Features of this Calculator:

 

  1. This is a tool for primary prevention.  Patients with established disease are at high risk and require no further risk factor evaluation.
  2. Based on Canadian Cardiovascular Society Guidelines on Dyslipidemia 2009.
  3. ASA information based on U.S. Preventive Services Task Force recommendations 2009.  Patients outside the age for potential benefit are not flagged.
  4. Designed primarily as a tool for primary prevention of cardiovascular disease.
  5. Framingham tables used now include 10-year risk  for MI, cardiovascular death, stroke, coronary artery disease, peripheral arterial disease and congestive heart failure.
  6. Family history in a first-degree relative prior to age 60 is included in risk stratification.
  7. hsCRP (C-reactive protein) can be included to further clarify risk of patients at intermediate risk (10-19%), and above a certain age, who have normal lipids.  Patients who might benefit from hsCRP evaluation will be flagged.
  8. Outcomes include percentage risk, nominal risk, ASA recommendation, threshold LDL for statin treatment, and goal LDL.
  9. Available in SI units (mmol/L) and US units (mg/dl).
  10. Diabetics are scored similarly to other patients unless they are flagged at high risk by virtue of age or age combined with at least one other risk factor.
  11. Numbers needed to treat are included for each calculation for the purpose of placing the prospect of therapy into perspective for the patient.  This number implies no great degree of precision, and is based on a number of arguable suppositions:

·         Relative statin benefit is broadly similar across a wide range of LDL levels (1,2).  Absolute benefit carries larger impact on events at higher Framingham risk scores.

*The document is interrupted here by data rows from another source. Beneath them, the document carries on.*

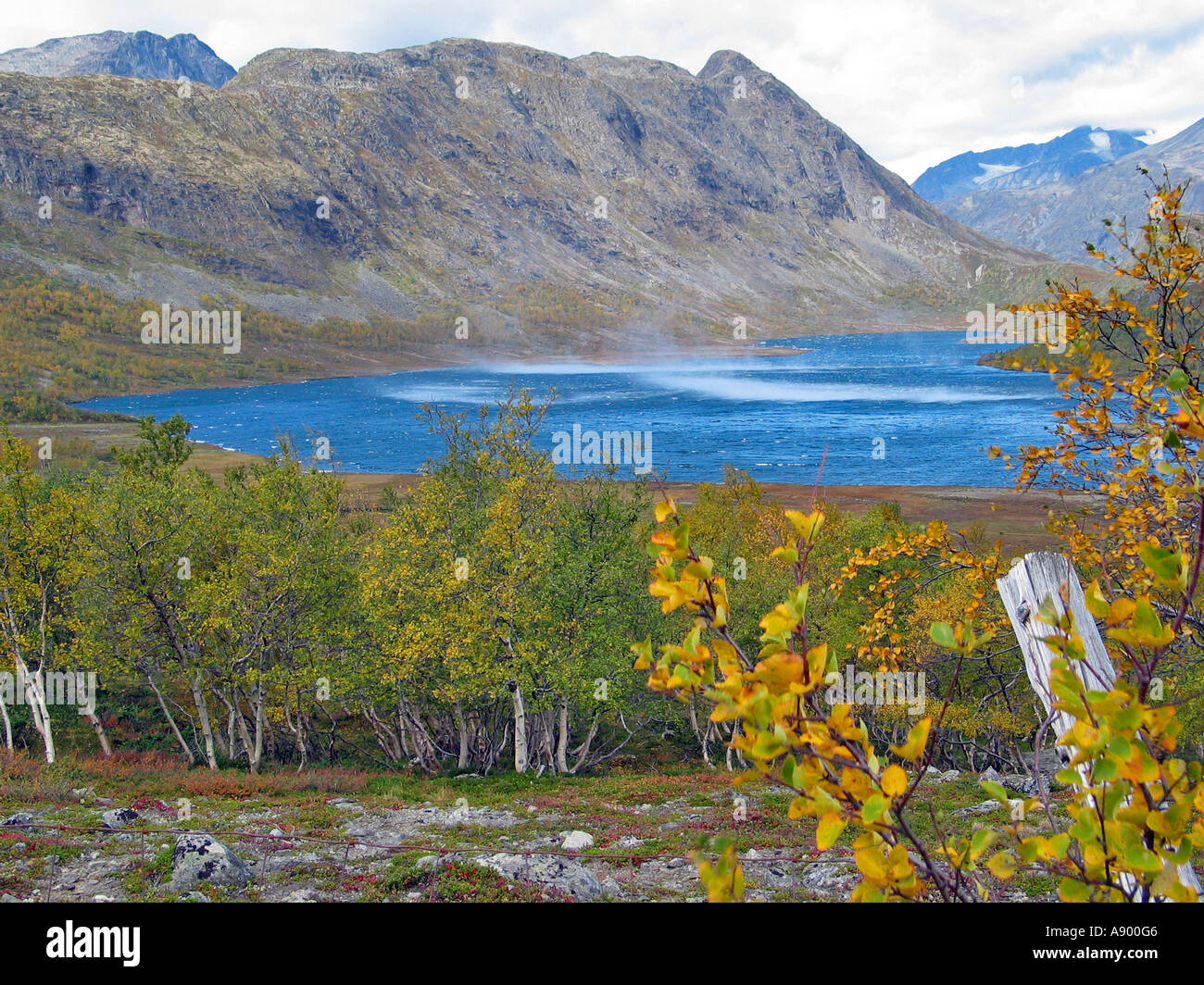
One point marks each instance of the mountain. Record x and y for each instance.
(139, 56)
(542, 199)
(1059, 215)
(1024, 167)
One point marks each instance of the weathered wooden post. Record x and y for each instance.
(1034, 580)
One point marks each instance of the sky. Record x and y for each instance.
(911, 82)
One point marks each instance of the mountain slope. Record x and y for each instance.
(1024, 167)
(1060, 215)
(512, 187)
(141, 55)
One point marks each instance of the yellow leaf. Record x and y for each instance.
(894, 780)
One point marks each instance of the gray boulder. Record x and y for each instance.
(564, 874)
(1022, 784)
(119, 817)
(201, 859)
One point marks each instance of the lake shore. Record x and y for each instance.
(1018, 517)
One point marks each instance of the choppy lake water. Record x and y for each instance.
(920, 393)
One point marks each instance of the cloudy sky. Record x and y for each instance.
(913, 82)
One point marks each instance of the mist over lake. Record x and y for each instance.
(922, 393)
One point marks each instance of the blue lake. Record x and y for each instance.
(920, 393)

·         Relative statin benefit has been best studied in the Heart Protection Study (3) using simvastatin 40 mg. daily, where 27% reduction in events was achieved.

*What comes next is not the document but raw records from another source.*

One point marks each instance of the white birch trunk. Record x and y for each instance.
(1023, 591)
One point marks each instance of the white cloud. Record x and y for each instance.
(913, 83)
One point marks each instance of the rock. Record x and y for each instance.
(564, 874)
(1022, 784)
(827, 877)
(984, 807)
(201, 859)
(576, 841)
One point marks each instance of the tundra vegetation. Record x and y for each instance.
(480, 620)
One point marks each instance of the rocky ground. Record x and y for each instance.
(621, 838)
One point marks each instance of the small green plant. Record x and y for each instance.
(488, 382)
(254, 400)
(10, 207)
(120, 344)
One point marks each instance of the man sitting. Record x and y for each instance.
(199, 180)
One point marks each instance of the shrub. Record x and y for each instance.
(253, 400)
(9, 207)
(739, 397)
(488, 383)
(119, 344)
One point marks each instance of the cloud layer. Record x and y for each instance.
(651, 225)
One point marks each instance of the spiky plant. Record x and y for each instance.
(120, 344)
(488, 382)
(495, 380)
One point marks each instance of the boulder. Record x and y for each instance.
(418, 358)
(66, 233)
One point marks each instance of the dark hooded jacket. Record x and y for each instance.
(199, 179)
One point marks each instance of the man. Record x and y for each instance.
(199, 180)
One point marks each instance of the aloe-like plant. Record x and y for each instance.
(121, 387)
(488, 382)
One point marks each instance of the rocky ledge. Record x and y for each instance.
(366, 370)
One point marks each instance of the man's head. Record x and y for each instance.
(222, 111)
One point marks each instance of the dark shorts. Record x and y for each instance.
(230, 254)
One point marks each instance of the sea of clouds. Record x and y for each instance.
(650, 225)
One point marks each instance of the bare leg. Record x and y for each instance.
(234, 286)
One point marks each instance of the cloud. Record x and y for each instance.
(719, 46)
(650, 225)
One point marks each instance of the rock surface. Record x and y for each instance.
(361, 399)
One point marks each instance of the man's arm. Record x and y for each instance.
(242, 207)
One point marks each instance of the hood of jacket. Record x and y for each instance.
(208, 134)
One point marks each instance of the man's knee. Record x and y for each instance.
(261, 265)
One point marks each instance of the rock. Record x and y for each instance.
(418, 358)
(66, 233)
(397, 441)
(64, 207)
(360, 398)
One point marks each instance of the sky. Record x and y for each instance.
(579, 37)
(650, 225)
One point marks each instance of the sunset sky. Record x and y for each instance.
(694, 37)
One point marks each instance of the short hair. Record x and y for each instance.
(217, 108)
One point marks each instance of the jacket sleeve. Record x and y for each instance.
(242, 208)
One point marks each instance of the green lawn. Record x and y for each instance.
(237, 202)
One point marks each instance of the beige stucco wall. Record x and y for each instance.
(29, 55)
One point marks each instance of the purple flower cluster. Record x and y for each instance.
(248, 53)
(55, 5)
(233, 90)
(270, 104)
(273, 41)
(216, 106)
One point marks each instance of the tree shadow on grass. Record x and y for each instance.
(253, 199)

·         There is no good evidence for use of one statin over another in terms of primary prevention event rates (4).

·         Relative risk reduction is similar in primary prevention to that found in secondary prevention (2).

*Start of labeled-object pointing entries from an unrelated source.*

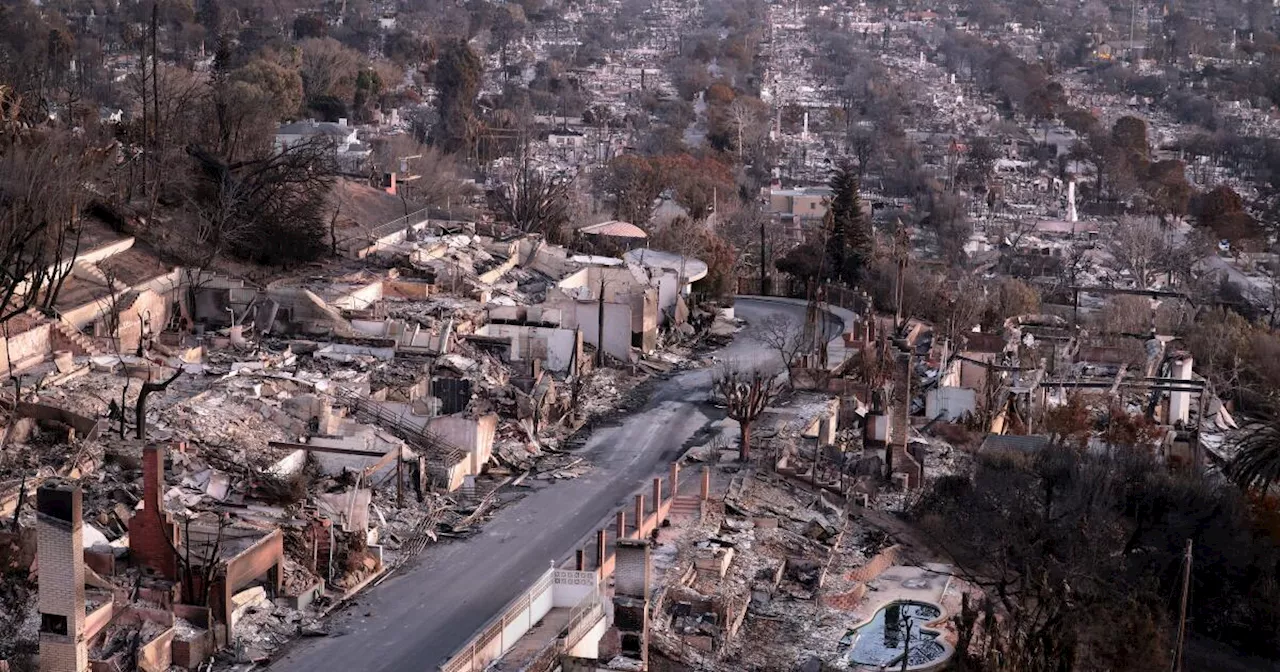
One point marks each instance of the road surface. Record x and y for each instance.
(426, 611)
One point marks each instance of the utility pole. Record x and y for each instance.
(599, 346)
(1182, 617)
(764, 280)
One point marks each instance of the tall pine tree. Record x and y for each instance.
(849, 237)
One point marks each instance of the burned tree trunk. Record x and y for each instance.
(745, 396)
(141, 408)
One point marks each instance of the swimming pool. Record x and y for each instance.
(899, 627)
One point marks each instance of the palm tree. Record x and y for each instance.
(1257, 460)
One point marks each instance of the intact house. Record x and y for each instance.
(352, 155)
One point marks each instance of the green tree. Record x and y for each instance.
(457, 81)
(849, 237)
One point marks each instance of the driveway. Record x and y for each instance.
(426, 611)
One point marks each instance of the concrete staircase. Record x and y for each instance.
(688, 504)
(67, 337)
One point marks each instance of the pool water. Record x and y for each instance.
(882, 643)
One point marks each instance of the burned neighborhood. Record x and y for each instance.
(585, 336)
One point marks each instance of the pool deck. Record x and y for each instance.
(927, 584)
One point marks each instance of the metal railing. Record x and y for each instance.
(417, 437)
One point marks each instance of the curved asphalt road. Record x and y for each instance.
(426, 611)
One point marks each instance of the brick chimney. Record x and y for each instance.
(150, 528)
(60, 553)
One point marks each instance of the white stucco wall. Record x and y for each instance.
(553, 346)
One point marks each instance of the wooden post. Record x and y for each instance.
(400, 478)
(639, 515)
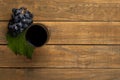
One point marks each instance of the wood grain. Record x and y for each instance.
(67, 10)
(77, 32)
(65, 56)
(60, 74)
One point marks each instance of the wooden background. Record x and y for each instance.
(84, 43)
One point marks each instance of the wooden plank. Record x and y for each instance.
(77, 32)
(65, 56)
(70, 10)
(60, 74)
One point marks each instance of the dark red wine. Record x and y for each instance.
(37, 35)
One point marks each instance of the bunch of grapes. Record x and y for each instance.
(21, 19)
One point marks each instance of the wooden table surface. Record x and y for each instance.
(84, 42)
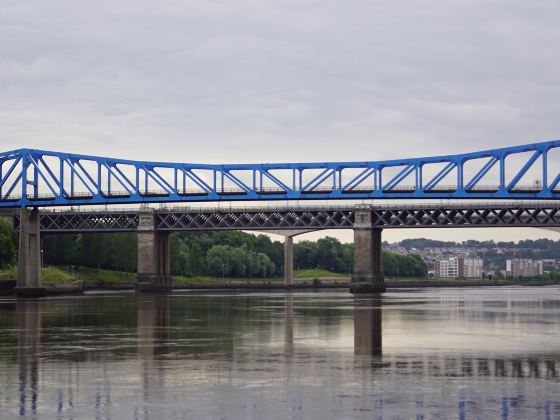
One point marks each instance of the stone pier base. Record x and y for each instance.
(368, 272)
(153, 256)
(28, 282)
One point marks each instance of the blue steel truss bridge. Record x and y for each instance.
(506, 187)
(30, 177)
(393, 216)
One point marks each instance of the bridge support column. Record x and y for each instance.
(368, 272)
(288, 261)
(28, 283)
(153, 256)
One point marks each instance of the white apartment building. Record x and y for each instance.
(447, 268)
(459, 267)
(472, 268)
(524, 267)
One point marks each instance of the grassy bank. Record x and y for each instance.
(97, 278)
(92, 278)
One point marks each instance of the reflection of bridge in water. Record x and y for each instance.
(154, 226)
(32, 178)
(155, 341)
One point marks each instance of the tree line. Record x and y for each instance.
(211, 253)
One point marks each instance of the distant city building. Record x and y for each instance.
(447, 268)
(471, 268)
(524, 267)
(459, 267)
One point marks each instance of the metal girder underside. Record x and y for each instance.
(68, 222)
(30, 177)
(257, 220)
(387, 217)
(456, 217)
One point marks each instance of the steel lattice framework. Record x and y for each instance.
(40, 178)
(544, 214)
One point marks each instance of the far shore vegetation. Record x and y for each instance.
(209, 258)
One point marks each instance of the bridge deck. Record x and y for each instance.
(387, 216)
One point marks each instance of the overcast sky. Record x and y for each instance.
(293, 80)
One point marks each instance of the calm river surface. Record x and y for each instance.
(417, 353)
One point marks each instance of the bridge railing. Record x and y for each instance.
(30, 177)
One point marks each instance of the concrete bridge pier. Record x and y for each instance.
(288, 261)
(289, 251)
(153, 255)
(368, 272)
(28, 282)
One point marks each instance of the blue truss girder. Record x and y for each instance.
(30, 177)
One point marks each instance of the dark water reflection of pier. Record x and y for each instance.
(89, 353)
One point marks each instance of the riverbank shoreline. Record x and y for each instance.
(55, 291)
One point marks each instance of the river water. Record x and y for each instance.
(415, 353)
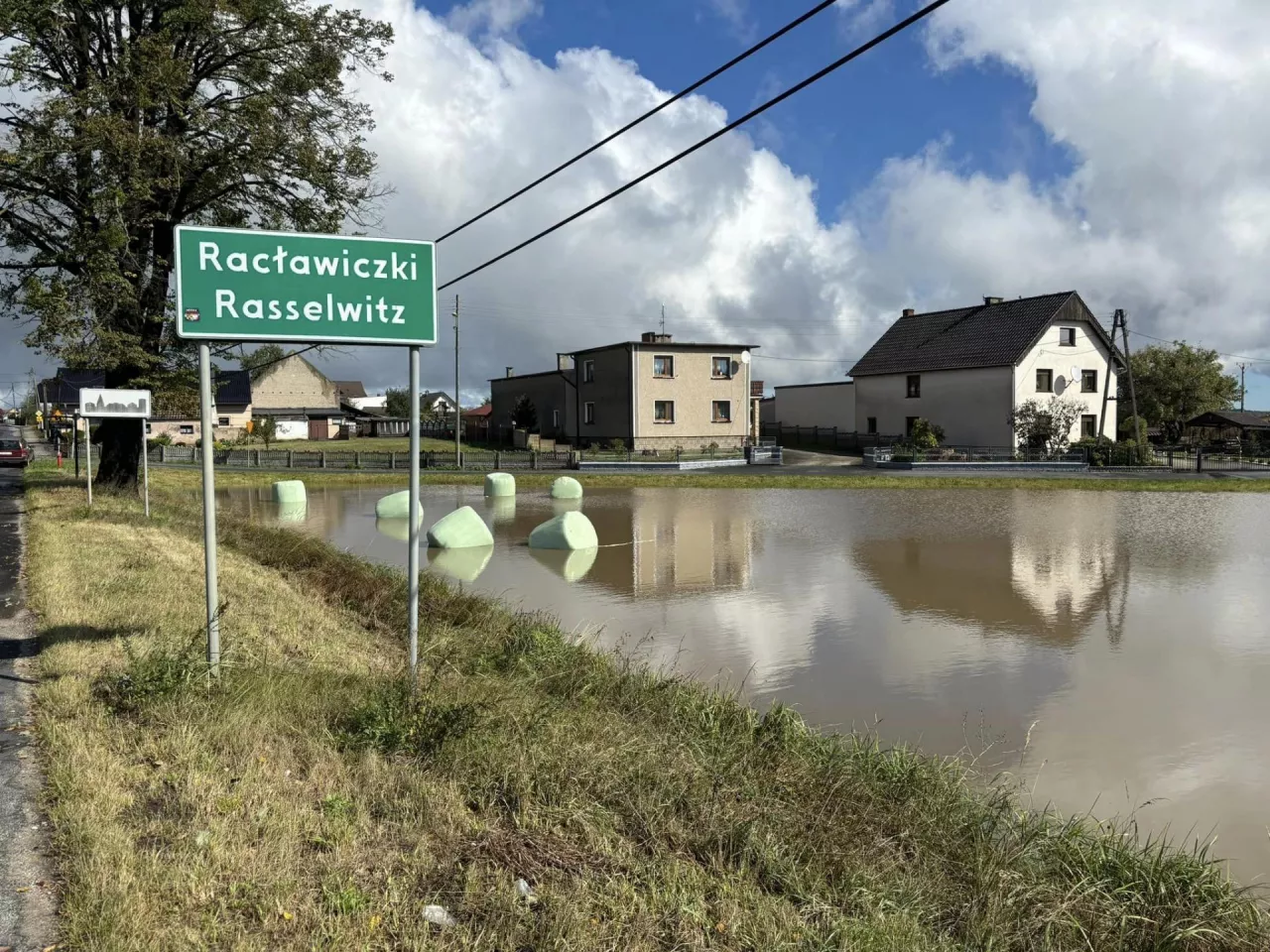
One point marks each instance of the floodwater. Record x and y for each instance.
(1111, 651)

·         Hs-CRP levels add no increased precision in risk calculation (3,5).  Use of this value is optional in this calculator.

·         Use of higher dose, higher potency statins will achieve higher relative risk reductions, but 2/3 of the statin benefit will be achieved with the initial dose (6).

·         Generally this NNT reflects the benefit of a daily dose of generic simvastatin 40 mg (3).

 

 

 

References:

1.      Mills EJ, et al.  Primary prevention of cardiovascular mortality and events with statin treatment. J American Coll Cardiol 2008; 52(22): 1769-81.

2.      Pignone M. Treatment of lipids (including hypercholesterolemia) in primary prevention. In: Freeman MW, Rind DM, eds. UpToDate. 19.1; 28 February 2011.

3.      Heart Protection Study Collaborative Group.  C-reactive protein concentration and the vascular benefits of statin therapy: an analysis of 20 536 patients in the Heart Protection Study.

4.      Mills EJ, et al.  Efficacy and safety of statin treatment for cardiovascular disease: a network meta-analysis of 170 255 patients from 76 randomized trials.  Q J Med 2011; 104:109–124.  Lancet. 2011 February 5; 377(9764): 469–476.

5.      Sattar N, et al.  C-Reactive protein and prediction of coronary heart disease and global vascular events in the prospective study of pravastatin in the elderly at risk (PROSPER).  Circulation 2007;115;981-989.

6.      Shepherd J.  Resource management in prevention of coronary heart disease: optimising prescription of lipid-lowering drugs. Lancet 2002; 359: 2271-2273.